Вечная любовь – это та смола, что проступает на весенней коре, – каждый хочет увидеть, услышать ее голос, да хотя бы слух о ней… Возможно, притягивает именно «вечный». Всем неприятно видеть безмятежно хохочущих (оттенок предательства) вдов и детей, обыкновенно проживающих годовщины маминого ухода. Почему-то живучая жизнь быстро входит в противоречие, растет в направлении «против» вечной любви, за которой – совсем близко или за знаком равенства – монастырская тьма. И сырость.
Я смотрел на белокожую девчонку – высокую, тонкую, с плотными, круто изогнутыми бедрами, – полька? Нет, говорит по-немецки. Как она прыгает в воду, трогательно зажимая пальцами нос. Как плавает, как двигаются ее ягодицы, поднимаясь над водой, словно сами по себе, отдельное, живое существо, плод. Как, устроившись в тени, читает она журнал, всматриваясь в картинки с напряженным удивлением. Как уже совсем другая, притихшая, выходит из кабинки для переодевания в сухое, распустив по плечам волосы, и украдкой, на краткий миг оборачивается на меня свежезагорелым лицом – так кажется, так всегда кажется, когда на кого-то смотришь, что и на тебя однажды посмотрят в ответ.

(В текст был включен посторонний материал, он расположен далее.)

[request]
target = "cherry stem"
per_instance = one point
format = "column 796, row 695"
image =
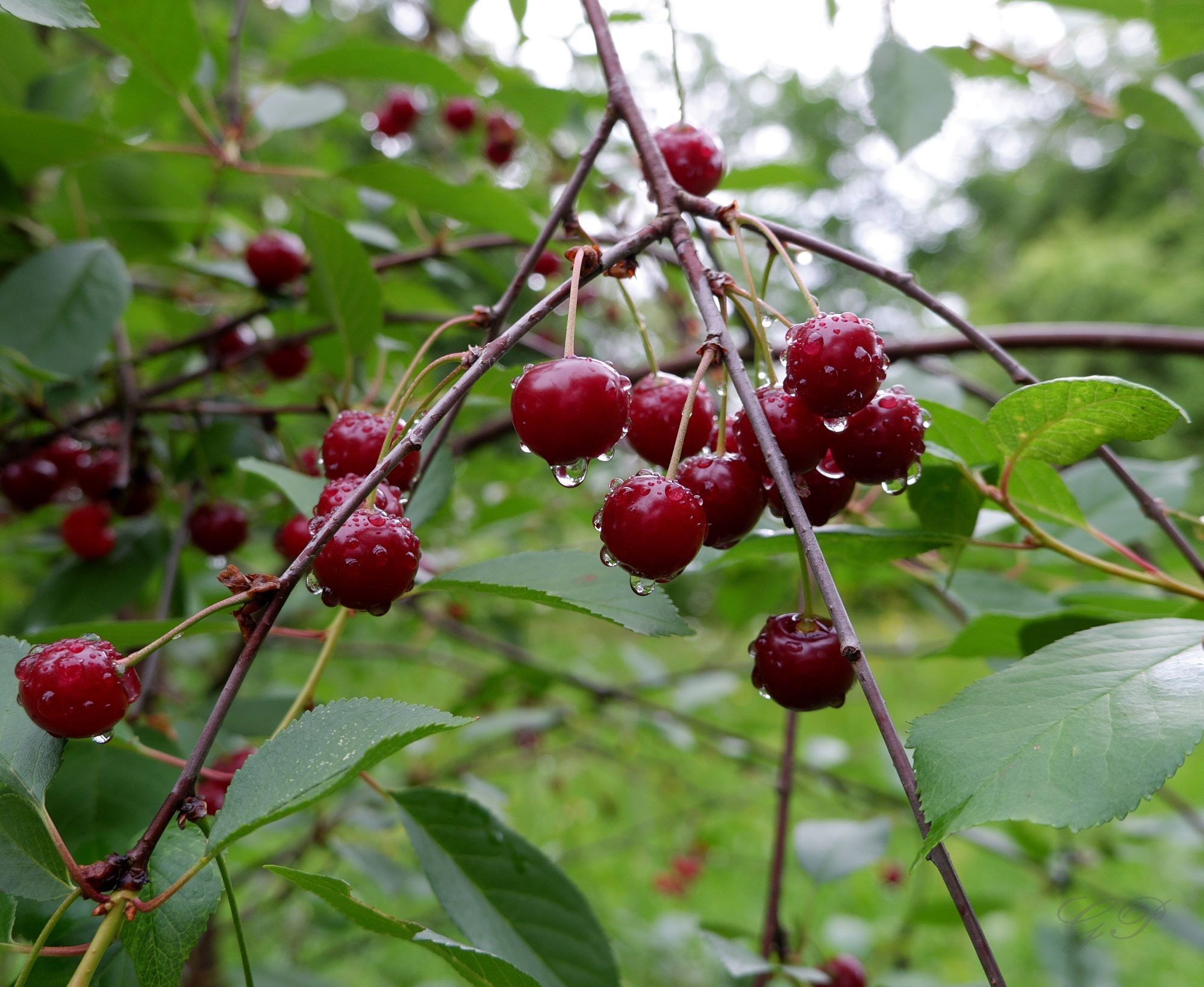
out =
column 708, row 355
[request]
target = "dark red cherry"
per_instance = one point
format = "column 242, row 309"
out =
column 369, row 563
column 657, row 404
column 801, row 436
column 460, row 114
column 29, row 483
column 695, row 157
column 836, row 363
column 652, row 527
column 75, row 689
column 218, row 528
column 883, row 442
column 352, row 445
column 289, row 361
column 799, row 665
column 276, row 260
column 732, row 496
column 86, row 531
column 571, row 410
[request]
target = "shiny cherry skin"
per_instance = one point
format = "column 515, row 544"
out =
column 86, row 531
column 799, row 663
column 836, row 363
column 213, row 791
column 460, row 114
column 275, row 260
column 572, row 409
column 398, row 114
column 288, row 362
column 336, row 492
column 657, row 406
column 652, row 527
column 218, row 528
column 29, row 483
column 75, row 689
column 369, row 563
column 732, row 496
column 352, row 445
column 695, row 157
column 802, row 436
column 884, row 440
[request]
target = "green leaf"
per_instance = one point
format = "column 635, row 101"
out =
column 479, row 968
column 1064, row 421
column 570, row 580
column 159, row 942
column 54, row 14
column 301, row 489
column 313, row 756
column 29, row 865
column 343, row 283
column 506, row 896
column 913, row 95
column 160, row 39
column 29, row 756
column 1073, row 736
column 478, row 202
column 59, row 308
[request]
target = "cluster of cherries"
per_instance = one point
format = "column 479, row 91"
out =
column 402, row 109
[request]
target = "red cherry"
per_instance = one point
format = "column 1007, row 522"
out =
column 87, row 533
column 288, row 362
column 398, row 114
column 802, row 436
column 570, row 410
column 336, row 492
column 29, row 483
column 352, row 445
column 652, row 527
column 695, row 157
column 732, row 496
column 460, row 114
column 213, row 792
column 797, row 662
column 276, row 260
column 218, row 528
column 75, row 689
column 883, row 442
column 835, row 363
column 293, row 537
column 369, row 563
column 657, row 406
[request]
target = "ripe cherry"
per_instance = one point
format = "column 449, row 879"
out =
column 652, row 527
column 289, row 361
column 732, row 496
column 75, row 689
column 217, row 528
column 87, row 533
column 801, row 436
column 212, row 791
column 352, row 445
column 29, row 483
column 657, row 404
column 369, row 563
column 797, row 663
column 276, row 260
column 883, row 442
column 460, row 114
column 571, row 412
column 836, row 363
column 695, row 157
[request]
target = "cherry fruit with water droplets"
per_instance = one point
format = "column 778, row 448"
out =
column 75, row 689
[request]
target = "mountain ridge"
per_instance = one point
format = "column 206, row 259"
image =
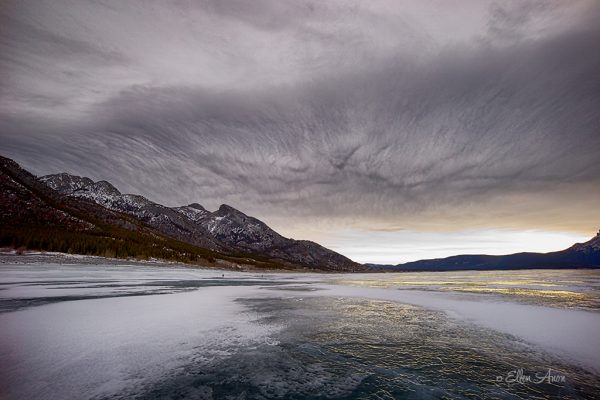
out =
column 579, row 255
column 222, row 234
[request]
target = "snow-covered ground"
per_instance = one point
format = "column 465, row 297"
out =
column 86, row 330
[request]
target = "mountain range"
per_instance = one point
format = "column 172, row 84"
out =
column 69, row 213
column 64, row 212
column 580, row 255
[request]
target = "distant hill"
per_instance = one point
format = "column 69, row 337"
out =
column 580, row 255
column 69, row 213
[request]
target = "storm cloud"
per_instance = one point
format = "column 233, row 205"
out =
column 316, row 115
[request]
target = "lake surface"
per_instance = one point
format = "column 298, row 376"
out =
column 98, row 330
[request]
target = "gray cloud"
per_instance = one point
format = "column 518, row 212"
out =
column 297, row 112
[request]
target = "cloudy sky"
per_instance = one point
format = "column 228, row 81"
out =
column 387, row 130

– Вот, – показал я сыну, – самая красивая девчонка на этом пляже, – и почему-то добавил: – Но на таких не женятся.
– А на каких? – деловито спросил будущий жених, словно собираясь записывать.
Я хотел сказать: выбирай девушку с будущим. Или не так, не поймет он. Вот так: ту, что будет носить твое фото с ломаными краями в бумажнике.
Но не сказал. Побоялся, что он хотел услышать, какой, с моей точки зрения, не была его мать. Тогда любой мой ответ был жестокостью. Или ложью.